[LU-16214] Minimize dropping kfilnd messages at target due to stale peer Created: 05/Oct/22 Updated: 19/Jan/23 Resolved: 19/Jan/23 |
|
| Status: | Resolved |
| Project: | Lustre |
| Component/s: | None |
| Affects Version/s: | None |
| Fix Version/s: | Lustre 2.16.0 |
| Type: | Bug | Priority: | Minor |
| Reporter: | Chris Horn | Assignee: | Chris Horn |
| Resolution: | Fixed | Votes: | 0 |
| Labels: | None | ||
| Severity: | 3 |
| Rank (Obsolete): | 9223372036854775807 |
| Description |
|
When LNET is restarted at a target the kfilnd peer is marked as stale. An incoming message from the initiator peer is silently dropped and a peer handshake exchange is started. While this works as designed, since kfilnd is connectionless, it is not optimal because kfilnd clients must rely on their error handing to figure out a message was dropped and then retry. The purpose of this story is to determine how to minimize the occurrence of dropped kfilnd messages. One thought is to have kfilnd proactively do a hello handshake on a send if a message hasn't been received from a peer for some period of time.

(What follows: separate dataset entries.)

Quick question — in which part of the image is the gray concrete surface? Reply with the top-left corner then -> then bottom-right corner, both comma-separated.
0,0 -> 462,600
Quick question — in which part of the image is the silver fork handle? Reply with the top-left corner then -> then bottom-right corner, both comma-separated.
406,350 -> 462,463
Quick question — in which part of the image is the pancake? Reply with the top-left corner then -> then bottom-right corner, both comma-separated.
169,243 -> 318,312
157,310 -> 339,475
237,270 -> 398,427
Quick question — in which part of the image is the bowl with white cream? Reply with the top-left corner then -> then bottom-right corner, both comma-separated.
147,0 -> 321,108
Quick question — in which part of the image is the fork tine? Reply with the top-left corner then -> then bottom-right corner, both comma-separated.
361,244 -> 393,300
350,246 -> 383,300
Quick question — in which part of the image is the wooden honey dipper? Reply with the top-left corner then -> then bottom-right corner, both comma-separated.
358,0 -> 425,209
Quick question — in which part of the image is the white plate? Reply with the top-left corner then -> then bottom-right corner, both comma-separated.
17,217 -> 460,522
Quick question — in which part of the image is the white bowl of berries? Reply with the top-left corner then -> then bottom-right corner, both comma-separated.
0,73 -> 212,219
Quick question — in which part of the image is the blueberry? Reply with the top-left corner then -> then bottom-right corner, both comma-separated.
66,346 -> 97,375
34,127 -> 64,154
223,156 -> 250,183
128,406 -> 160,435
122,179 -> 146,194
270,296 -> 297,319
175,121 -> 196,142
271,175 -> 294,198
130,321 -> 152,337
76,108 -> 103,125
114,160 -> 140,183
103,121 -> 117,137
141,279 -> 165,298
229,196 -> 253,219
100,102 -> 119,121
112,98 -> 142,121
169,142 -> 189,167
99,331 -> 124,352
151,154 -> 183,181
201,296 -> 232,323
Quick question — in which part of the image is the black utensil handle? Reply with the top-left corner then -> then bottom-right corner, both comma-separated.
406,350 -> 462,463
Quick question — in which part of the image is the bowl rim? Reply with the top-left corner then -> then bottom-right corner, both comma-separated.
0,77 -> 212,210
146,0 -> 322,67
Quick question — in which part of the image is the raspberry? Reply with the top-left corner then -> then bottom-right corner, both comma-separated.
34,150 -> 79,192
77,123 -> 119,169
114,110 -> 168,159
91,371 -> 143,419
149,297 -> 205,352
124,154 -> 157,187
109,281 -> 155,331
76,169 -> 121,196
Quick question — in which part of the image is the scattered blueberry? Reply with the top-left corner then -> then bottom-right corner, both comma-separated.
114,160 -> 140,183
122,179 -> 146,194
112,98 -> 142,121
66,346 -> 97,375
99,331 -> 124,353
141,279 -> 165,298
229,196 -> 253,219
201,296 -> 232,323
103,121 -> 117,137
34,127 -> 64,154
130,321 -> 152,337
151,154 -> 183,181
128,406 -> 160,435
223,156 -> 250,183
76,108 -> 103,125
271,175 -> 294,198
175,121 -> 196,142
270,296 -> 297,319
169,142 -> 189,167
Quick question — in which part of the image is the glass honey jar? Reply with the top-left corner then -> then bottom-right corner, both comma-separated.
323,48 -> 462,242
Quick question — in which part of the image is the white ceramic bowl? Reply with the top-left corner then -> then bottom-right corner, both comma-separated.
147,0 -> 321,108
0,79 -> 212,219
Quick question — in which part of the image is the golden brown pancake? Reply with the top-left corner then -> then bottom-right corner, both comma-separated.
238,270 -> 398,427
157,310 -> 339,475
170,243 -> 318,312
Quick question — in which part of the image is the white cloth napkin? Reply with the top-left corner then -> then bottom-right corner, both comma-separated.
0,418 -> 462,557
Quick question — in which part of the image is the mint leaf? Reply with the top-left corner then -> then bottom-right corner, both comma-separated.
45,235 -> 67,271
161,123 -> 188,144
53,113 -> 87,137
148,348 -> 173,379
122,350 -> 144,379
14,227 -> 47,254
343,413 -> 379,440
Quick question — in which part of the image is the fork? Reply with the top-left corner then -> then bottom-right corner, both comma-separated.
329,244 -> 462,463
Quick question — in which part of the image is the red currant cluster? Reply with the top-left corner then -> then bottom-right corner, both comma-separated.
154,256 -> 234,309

Similar to what it does when it knows the peer is stale. |
| Comments |
| Comment by Gerrit Updater [ 05/Oct/22 ] |
|
"Chris Horn <chris.horn@hpe.com>" uploaded a new patch: https://review.whamcloud.com/c/fs/lustre-release/+/48785 |
| Comment by Gerrit Updater [ 05/Oct/22 ] |
|
"Chris Horn <chris.horn@hpe.com>" uploaded a new patch: https://review.whamcloud.com/c/fs/lustre-release/+/48786 |
| Comment by Gerrit Updater [ 19/Jan/23 ] |
|
"Oleg Drokin <green@whamcloud.com>" merged in patch https://review.whamcloud.com/c/fs/lustre-release/+/48785/ |
| Comment by Gerrit Updater [ 19/Jan/23 ] |
|
"Oleg Drokin <green@whamcloud.com>" merged in patch https://review.whamcloud.com/c/fs/lustre-release/+/48786/ |
| Comment by Peter Jones [ 19/Jan/23 ] |
|
Landed for 2.16 |